Andy Cheng, one of the leaders of this mission, realized that we would need a binary asteroid system to analyze the effect of the impactor:the spacecraft strikes one of the two objects, then scientists observe the change in trajectory of the struck body around the other.
Cheng and his team quickly set their sights on an asteroid system called Didymos . It will indeed be closer to Earth next year than at any time in the next fifty years. The main asteroid was discovered in 1996, while its smaller moon, later named Dimorphos, or Didymoon, was spotted in 2003. The system orbits the sun at around thirty kilometers per second. Concretely, DART will only have one try to shift this speed by about one millimeter per second .
Seven days earlier, the mission team will have activated the ship's guidance system, built using APL guided missile technology, allowing this last to target Dimorphos himself. DART will not see its target clearly until approximately four minutes before impact, and must crash within fifteen meters of its aiming point.
The two objects are so far apart that they cannot be seen directly. Also, astronomers will detect any orbital changes by measuring the luminosity of Didymos . When its moon moves ahead relative to our position on Earth, Didymos will indeed darken ever so slightly. If the asteroid darkens a little earlier or a little later than it should according to the ephemeris, then the DART team will know that their mission has been a success.

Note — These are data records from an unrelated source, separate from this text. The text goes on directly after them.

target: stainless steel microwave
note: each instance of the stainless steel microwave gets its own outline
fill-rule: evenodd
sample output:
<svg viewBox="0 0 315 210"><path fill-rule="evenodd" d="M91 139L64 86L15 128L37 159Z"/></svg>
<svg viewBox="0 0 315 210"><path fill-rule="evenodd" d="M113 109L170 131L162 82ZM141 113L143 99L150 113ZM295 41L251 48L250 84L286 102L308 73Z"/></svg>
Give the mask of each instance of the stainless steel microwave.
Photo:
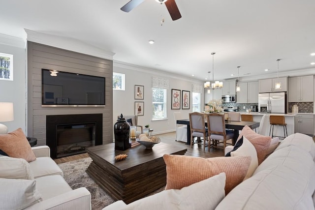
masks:
<svg viewBox="0 0 315 210"><path fill-rule="evenodd" d="M235 95L225 95L222 96L222 103L235 103L236 96Z"/></svg>

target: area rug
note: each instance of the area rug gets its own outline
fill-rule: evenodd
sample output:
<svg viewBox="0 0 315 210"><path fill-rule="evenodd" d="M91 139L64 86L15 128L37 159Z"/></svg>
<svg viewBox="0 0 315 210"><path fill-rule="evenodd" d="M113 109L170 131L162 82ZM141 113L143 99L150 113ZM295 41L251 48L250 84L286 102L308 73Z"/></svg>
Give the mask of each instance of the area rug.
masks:
<svg viewBox="0 0 315 210"><path fill-rule="evenodd" d="M86 173L85 171L92 161L91 157L87 157L61 163L58 166L63 172L64 180L72 189L85 187L90 191L92 210L99 210L114 203L116 200L100 188ZM148 195L160 192L164 188L161 187Z"/></svg>

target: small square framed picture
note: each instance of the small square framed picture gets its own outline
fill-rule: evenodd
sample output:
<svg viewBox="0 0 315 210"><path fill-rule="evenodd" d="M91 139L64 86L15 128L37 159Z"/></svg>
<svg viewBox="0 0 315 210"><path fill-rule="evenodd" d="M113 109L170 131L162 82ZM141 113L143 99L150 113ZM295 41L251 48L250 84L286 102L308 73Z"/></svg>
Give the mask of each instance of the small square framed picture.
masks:
<svg viewBox="0 0 315 210"><path fill-rule="evenodd" d="M134 99L144 99L144 86L137 85L134 86Z"/></svg>
<svg viewBox="0 0 315 210"><path fill-rule="evenodd" d="M144 115L144 102L135 101L134 102L134 114L138 116Z"/></svg>

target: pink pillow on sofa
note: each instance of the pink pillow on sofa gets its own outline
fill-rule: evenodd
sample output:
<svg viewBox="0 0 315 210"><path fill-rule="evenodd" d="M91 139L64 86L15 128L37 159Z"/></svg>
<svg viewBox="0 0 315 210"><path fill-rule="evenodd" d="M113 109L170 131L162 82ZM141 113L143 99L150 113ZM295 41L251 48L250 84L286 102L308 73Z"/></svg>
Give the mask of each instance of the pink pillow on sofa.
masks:
<svg viewBox="0 0 315 210"><path fill-rule="evenodd" d="M258 164L264 161L267 151L270 146L271 137L258 134L247 125L245 125L242 130L237 140L244 136L254 146L257 152Z"/></svg>

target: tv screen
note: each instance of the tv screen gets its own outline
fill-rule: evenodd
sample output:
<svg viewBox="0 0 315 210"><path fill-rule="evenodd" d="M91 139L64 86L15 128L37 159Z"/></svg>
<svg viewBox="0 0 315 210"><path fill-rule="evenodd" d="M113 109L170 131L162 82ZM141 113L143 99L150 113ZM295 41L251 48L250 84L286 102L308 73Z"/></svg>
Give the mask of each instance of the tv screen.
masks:
<svg viewBox="0 0 315 210"><path fill-rule="evenodd" d="M51 71L42 69L42 106L105 106L105 77Z"/></svg>

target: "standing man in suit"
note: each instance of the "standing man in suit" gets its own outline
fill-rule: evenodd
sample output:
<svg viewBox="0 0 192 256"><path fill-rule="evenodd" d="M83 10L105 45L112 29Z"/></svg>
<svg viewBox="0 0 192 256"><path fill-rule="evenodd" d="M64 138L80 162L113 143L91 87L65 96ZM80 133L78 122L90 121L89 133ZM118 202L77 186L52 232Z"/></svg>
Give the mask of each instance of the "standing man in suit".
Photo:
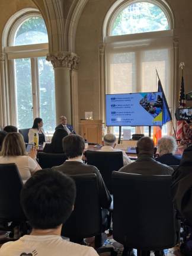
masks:
<svg viewBox="0 0 192 256"><path fill-rule="evenodd" d="M71 124L68 124L68 120L65 116L60 116L59 117L59 120L60 124L55 128L55 130L62 128L65 129L67 132L68 135L71 133L75 134L75 132L73 130L73 126Z"/></svg>

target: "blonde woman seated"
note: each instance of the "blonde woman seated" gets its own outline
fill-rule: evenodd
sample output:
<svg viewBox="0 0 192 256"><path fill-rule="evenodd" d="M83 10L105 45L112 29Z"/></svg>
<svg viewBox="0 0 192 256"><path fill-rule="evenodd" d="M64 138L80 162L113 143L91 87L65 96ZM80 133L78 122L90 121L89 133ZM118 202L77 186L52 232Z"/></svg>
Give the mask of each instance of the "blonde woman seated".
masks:
<svg viewBox="0 0 192 256"><path fill-rule="evenodd" d="M157 148L159 156L155 158L155 160L167 165L180 165L181 156L174 155L177 149L177 145L173 137L167 136L159 139Z"/></svg>
<svg viewBox="0 0 192 256"><path fill-rule="evenodd" d="M0 152L0 164L15 163L24 183L41 168L36 162L37 151L33 149L27 155L23 137L20 133L8 133Z"/></svg>

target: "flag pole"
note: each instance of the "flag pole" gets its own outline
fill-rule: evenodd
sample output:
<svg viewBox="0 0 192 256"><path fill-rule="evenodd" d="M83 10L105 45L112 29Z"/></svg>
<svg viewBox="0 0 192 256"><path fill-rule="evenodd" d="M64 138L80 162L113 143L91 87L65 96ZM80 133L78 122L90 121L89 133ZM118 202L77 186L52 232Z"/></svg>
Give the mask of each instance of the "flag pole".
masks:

In addition, DART will carry an Italian CubSat called LICIA which will separate from DART before impact to capture footage of its mothership's demise. In 2024, the European Space Agency (ESA) will also launch a probe named Hera to map the DART impact crater.
Of course, every space mission has its share of unknowns, but this one more than the others. Whether it's the exact nature of the pair of asteroids, the potential change in orbit of the smaller one, or the size and type of crater that DART will leave behind, all of this data still remains mysterious. Asteroids are indeed often unpredictable. However, this type of preventive missions serve precisely to answer all these questions.